With artificial intelligence and automation threatening the global workforce, playing an even bigger role in revolutionizing industries such as information technology (IT), finance, marketing, customer service, healthcare, legal, manufacturing, and many more, ADMARP President, Stanislaus Martins has urged marketers to stay up-to-date on the latest developments and consider how they can use AI ethically and effectively in their work as the technology becomes more prevalent.

A recent study from McKinsey revealed that by 2030, intelligent agents and robots could replace up to 30 percent of the world’s current human labor.

“While AI has the potential to revolutionize marketing as we see it in Nigeria, it also presents its own set of challenges for marketers as it puts many of our jobs at risk,” the President revealed.

In addition, these AI technologies will also displace between 400 and 800 million jobs by 2030, requiring as many as 375 million people to switch job categories entirely.

Besides unemployment, as machines begin to replace human workers in a variety of industries, some of the potential downsides of AI also include, inequality, security risks, and other ethical concerns.

As the widespread adoption of AI technologies continues to prevail, Citrix guru, Nicolas Ignoto believes it is also important to remember that while AI can automate certain tasks, it is ultimately controlled and used by people.
He shared in a post: “It is important to focus on how we can use AI ethically and effectively, rather than worrying about being used by it.”

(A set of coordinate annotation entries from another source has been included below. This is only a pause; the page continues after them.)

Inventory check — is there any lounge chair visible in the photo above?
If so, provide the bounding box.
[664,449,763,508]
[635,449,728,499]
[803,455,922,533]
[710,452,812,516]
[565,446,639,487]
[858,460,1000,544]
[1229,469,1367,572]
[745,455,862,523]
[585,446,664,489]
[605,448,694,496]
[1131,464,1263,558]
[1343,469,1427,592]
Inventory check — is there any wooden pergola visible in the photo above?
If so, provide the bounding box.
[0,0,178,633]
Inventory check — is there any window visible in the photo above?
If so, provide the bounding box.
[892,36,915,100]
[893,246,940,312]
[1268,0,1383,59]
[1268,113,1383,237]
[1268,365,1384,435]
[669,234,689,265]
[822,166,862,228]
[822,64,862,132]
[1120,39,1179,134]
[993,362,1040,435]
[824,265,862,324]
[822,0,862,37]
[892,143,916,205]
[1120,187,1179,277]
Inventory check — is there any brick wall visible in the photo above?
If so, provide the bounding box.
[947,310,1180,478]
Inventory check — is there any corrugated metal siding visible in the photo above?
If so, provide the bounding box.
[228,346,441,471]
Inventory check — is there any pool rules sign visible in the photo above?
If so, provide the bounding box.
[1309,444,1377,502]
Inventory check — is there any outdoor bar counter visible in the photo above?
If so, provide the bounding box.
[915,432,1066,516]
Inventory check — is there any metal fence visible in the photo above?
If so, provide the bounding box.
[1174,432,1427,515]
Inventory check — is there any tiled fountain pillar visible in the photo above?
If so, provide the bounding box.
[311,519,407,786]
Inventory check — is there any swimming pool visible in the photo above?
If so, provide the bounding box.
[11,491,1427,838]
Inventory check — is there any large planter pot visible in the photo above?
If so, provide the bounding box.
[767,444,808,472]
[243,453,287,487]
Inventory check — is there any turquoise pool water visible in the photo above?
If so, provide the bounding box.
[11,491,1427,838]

AI is a fast-evolving technology with great potential to make workers more productive, to make firms more efficient, and to spur innovations in new products and services. At the same time, AI can also be used to automate existing jobs. According to a joint study carried out by the EU and US on the impact of artificial intelligence on the future of workforces, AI has the potential to streamline tasks across many industries, from health care to manufacturing.

For example, in health care, AI can be used to automate the tasks of sorting through medical images to diagnose conditions. In manufacturing, AI can be used to automate the tasks of quality control and inspection. By automating these tasks, AI has the potential to free up workers’ time so that they can focus on higher-level tasks. In addition, AI has the potential to improve the accuracy of these tasks, as well as to identify tasks that are most suitable for automation, the report shared.

AI has the potential to fundamentally change the relationship between automation technology, labor demand, and inequality. While studies have so far examined digital technologies such as computers and industrial robots, AI overturns the assumption that technology can accomplish only routine tasks. AI can be used to infer tacit relationships that cannot be fully specified by underlying software, because AI learns to perform these tasks inductively by training on examples instead of by following explicit rules that are programmable.

Meanwhile, consequently, many non-routine tasks done in both low-paid and high-paid occupations that cannot be performed by computers could be performed by AI in the future, with very different implications for labor demand, job polarization, and inequality.